# Figure 2 plots

In [6]:
import os
from pathlib import Path
import re

import numpy as np
import pandas as pd
import matplotlib.pyplot as plt
import seaborn as sns
from Bio import SeqIO

cwd = os.getcwd()
if cwd.endswith('notebook'):
    os.chdir('..')
    cwd = os.getcwd()

In [7]:
sns.set_palette('colorblind')
sns.set_style('whitegrid')
sns.set_context('paper', font_scale=1.8)
plt.rcParams['font.family'] = 'Helvetica'

palette = sns.color_palette().as_hex()

data_folder = Path('./data')
assert data_folder.is_dir()

figures_folder = Path('./figures')
assert figures_folder.is_dir()

## Peptidase M23 homology tree

`Peptidase_M23` trees based off similarity to _Halogranum salarium_'s domain.

There are over 40,000 hits in bacteria for homology to `Peptidase_M23`. We are focusing on the 1,500 hits closest to archaea, and in particular _H. salarium_.

File `data/putative_targets.csv` from whoch the data is derived is generated from `src/run_target_search_sequence.sh`

In [9]:
target_hits = pd.read_csv(data_folder / 'putative_targets.csv', index_col='query')
target_hits.head()

Unnamed: 0_level_0,target,evalue,bitscore,target_start,target_end,query_accession,query_protein_id,target_accession,target_domain,pfam_domain,...,gtdb_family,gtdb_genus,gtdb_species,ncbi_organism_name,pfam_domains,tigr_domains,biomes,is_self,self_score,normalized_score
query,Unnamed: 1_level_1,Unnamed: 2_level_1,Unnamed: 3_level_1,Unnamed: 4_level_1,Unnamed: 5_level_1,Unnamed: 6_level_1,Unnamed: 7_level_1,Unnamed: 8_level_1,Unnamed: 9_level_1,Unnamed: 10_level_1,Unnamed: 11_level_1,Unnamed: 12_level_1,Unnamed: 13_level_1,Unnamed: 14_level_1,Unnamed: 15_level_1,Unnamed: 16_level_1,Unnamed: 17_level_1,Unnamed: 18_level_1,Unnamed: 19_level_1,Unnamed: 20_level_1,Unnamed: 21_level_1
GCA_001412335.1@KQC03133.1$PG_binding_3:75-146,KQC03133.1@GCA_001412335.1,5.7e-43,147.7,74,146,GCA_001412335.1,KQC03133.1,GCA_001412335.1,Archaea,PG_binding_3,...,Methanoregulaceae,SD8,SD8 sp001412335,Methanolinea sp.

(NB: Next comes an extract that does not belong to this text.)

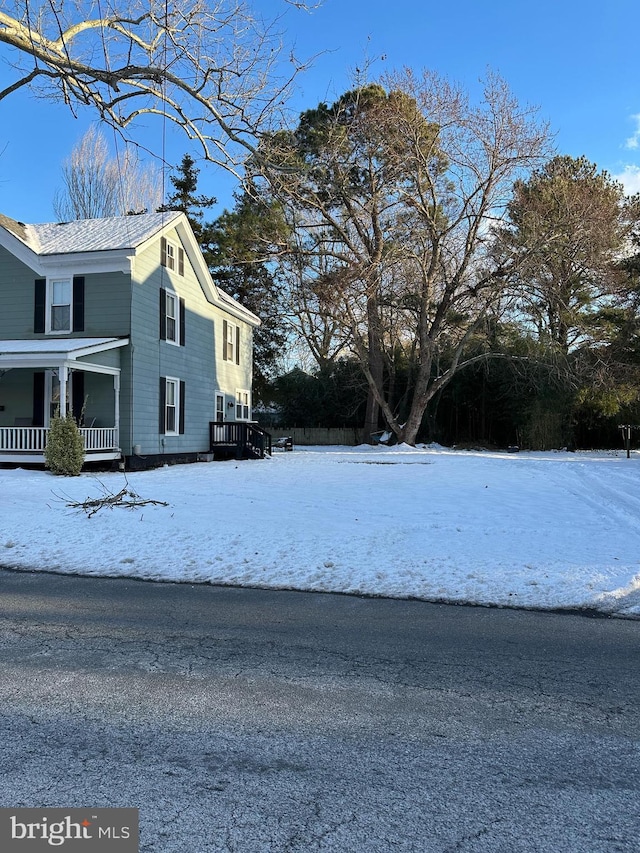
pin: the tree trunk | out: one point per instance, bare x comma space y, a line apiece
376, 368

SDB,Glyco_hydro_108+PG_binding_3,,,True,147.7,100.0
GCA_001412335.1@KQC03133.1$PG_binding_3:75-146,JAEZHY010000039.1_63@GCA_023416335.1,3.7000000000000003e-17,66.2,87,158,GCA_001412335.1,KQC03133.1,GCA_023416335.1,Bacteria,PG_binding_3,...,Syntrophobacteraceae,SbD1,SbD1 sp023416335,Proteobacteria bacterium,Glyco_hydro_108+PG_binding_3,,,False,147.7,44.82
GCA_001412335.1@KQC03133.1$PG_binding_3:75-146,SPD73798.1@GCA_900258555.1,2.3e-16,63.6,87,157,GCA_001412335.1,KQC03133.1,GCA_900258555.1,Bacteria,PG_binding_3,...,Desulfatiglandaceae,UBA5623,UBA5623 sp900258555,uncultured Desulfobacterium sp.,Glyco_hydro_108+PG_binding_3,,,False,147.7,43.06
GCA_001412335.1@KQC03133.1$PG_binding_3:75-146,DIKH01000035.1_16@GCA_002424495.1,2.4e-16,63.6,87,157,GCA_001412335.1,KQC03133.1,GCA_002424495.1,Bacteria,PG_binding_3,...,Desulfatiglandaceae,UBA5623,UBA5623 sp002424495,Desulfobacteraceae bacterium UBA5623,Glyco_hydro_108+PG_binding_3,,,False,147.7,43.06
GCA_001412335.1@KQC03133.1$PG_binding_3:75-146,MCE5336962.1@GCA_021372055.1,3.1e-16,63.3,89,161,GCA_001412335.1,KQC03133.1,GCA_021372055.1,Bacteria,PG_binding_3,...,Syntrophobacteraceae,SbD1,SbD1 sp021372055,Desulfobacteraceae bacterium,Glyco_hydro_108+PG_binding_3,,,False,147.7,42.86


In [20]:
h_salarium_accession = 'GCF_000283335.1'

In [21]:
h_salarium_queries = sorted(set(target_hits[
    target_hits['query_accession'] == h_salarium_accession
].index))
h_salarium_queries

['GCF_000283335.1@WP_009365375.1$Glucosaminidase:67-181',
 'GCF_000283335.1@WP_009365375.1$PG_binding_1:203-260',
 'GCF_000283335.1@WP_009365375.1$PG_binding_1:273-327',
 'GCF_000283335.1@WP_157572895.1$PG_binding_1:197-254',
 'GCF_000283335.1@WP_157572895.1$PG_binding_1:270-321',
 'GCF_000283335.1@WP_157572895.1$Peptidase_M23:59-156']

In [26]:
h_salarium_m23_hits = target_hits.loc['GCF_000283335.1@WP_157572895.1$Peptidase_M23:59-156']
h_salarium_m23_hits = h_salarium_m23_hits[~h_salarium_m23_hits['target'].str.startswith('MGYP')].copy()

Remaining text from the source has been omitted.